Dr. Billy G. Hudson is the Elliott V. Newman Professor of Medicine, Biochemistry, Cell and Developmental Biology, Pathology, Microbiology and Immunology, and Director of the Center for Matrix Biology. Over five decades, he has pioneered a multi-disciplinary research program focused on the chemistry, pathophysiology and evolutionary origin of basement membrane, a specialized extracellular matrix. His team discovered a novel collagen IV α345-scaffold, a critical component of the kidney glomerular basement membrane (GBM), that underlies the pathophysiology of three kidney diseases. These are: Goodpasture’s autoimmune disease, hereditary Alport syndrome, and diabetic nephropathy that affect millions of people worldwide. His further discoveries about the α345-scaffold include: a novel sulfur-nitrogen bond (-S=N-), the mechanism for bond formation involving the enzyme peroxidasin, the essentiality of the trace element bromine in the bond formation and in animal tissue genesis , a chloride-ring signaling function in scaffold assembly, and a primordial function of the scaffold in tissue genesis and evolution. Recently, his team determined the 3D structure of the α345 hexamer of the scaffold and discovered hexamer function, paving the way for development of therapies for GBM diseases.

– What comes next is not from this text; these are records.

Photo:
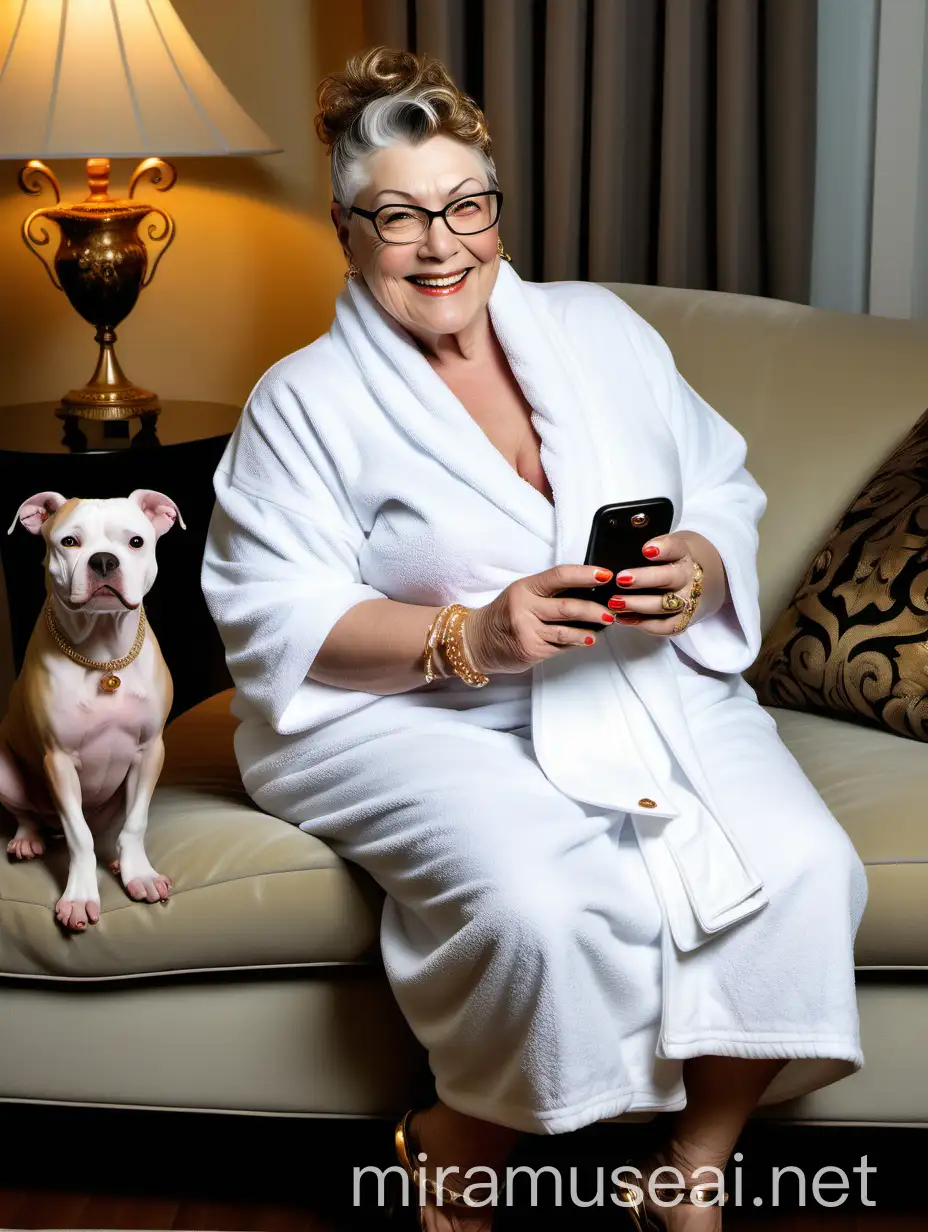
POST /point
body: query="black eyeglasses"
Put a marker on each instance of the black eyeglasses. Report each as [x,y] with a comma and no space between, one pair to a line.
[398,223]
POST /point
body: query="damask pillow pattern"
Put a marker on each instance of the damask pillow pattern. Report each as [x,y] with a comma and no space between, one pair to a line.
[853,642]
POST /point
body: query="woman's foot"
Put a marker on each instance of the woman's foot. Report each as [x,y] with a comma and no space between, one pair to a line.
[688,1159]
[452,1140]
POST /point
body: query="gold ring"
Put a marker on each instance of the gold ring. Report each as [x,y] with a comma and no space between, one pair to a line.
[690,604]
[672,601]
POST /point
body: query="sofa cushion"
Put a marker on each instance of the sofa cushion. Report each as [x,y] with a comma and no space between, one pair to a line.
[252,891]
[852,642]
[875,784]
[249,890]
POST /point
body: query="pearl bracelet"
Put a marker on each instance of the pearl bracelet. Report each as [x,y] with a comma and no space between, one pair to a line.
[446,633]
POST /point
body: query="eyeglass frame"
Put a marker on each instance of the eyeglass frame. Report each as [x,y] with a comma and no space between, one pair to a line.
[433,214]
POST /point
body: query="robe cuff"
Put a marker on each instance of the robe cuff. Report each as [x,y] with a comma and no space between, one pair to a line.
[727,641]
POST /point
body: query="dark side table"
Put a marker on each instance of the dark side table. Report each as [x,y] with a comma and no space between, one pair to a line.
[175,453]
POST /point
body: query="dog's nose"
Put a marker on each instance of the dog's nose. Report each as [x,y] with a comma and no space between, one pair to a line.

Dr. Hudson is the recipient of several awards and prizes. These include: 2018 Distinguished Investigator Award, International Society for Matrix Biology; 2017 Carl Brändén Award, The Protein Society; 2015 Earl W. Sutherland Prize, Vanderbilt University; 2012 Senior Investigator Award, American Society of Matrix Biology; 2010 Stanley Cohen Research Award, Vanderbilt University Medical Center; 2009 Fellow, American Association for the Advancement of Science; 2008 Distinguished Alumnus Award for Achievement, University of Iowa Carver College of Medicine; 2003 Homer W. Smith Award, American Society of Nephrology; 2001 NIH Merit Award, 1991 Distinguished Alumnus Citation, Henderson State University. 1968, NIH postdoctoral Fellowship, Harvard University; 1965 NIH Predoctoral Fellowship, University of Iowa; 1961 NSF Undergraduate Research Fellowship, University of Arkansas; 1959 Freshman Physics Award, Henderson State Teachers College.
Dr. Hudson earned a Ph.D. degree from the University of Iowa in 1966 in biochemistry, with an emphasis in physical organic chemistry. He was a postdoctoral fellow in the department of biological chemistry at Harvard University Medical Center. He is the author of more than 250 publications and 30 patents, and cofounder of two biotech companies (Nephrogenex and Sulfilatec). He is a Vietnam-Era veteran, serving on active duty in 1966-68 at the US Army Institute of Environmental Medicine, and retired as Colonel in the US Army.
He is co-founder, along with wife, Julie Hudson, M.D., M.A., brother Johnny and sister Ann of Aspirnaut™, a K-20 STEM Pipeline for Diversity, a model to elevate STEM achievement in students from disadvantaged backgrounds.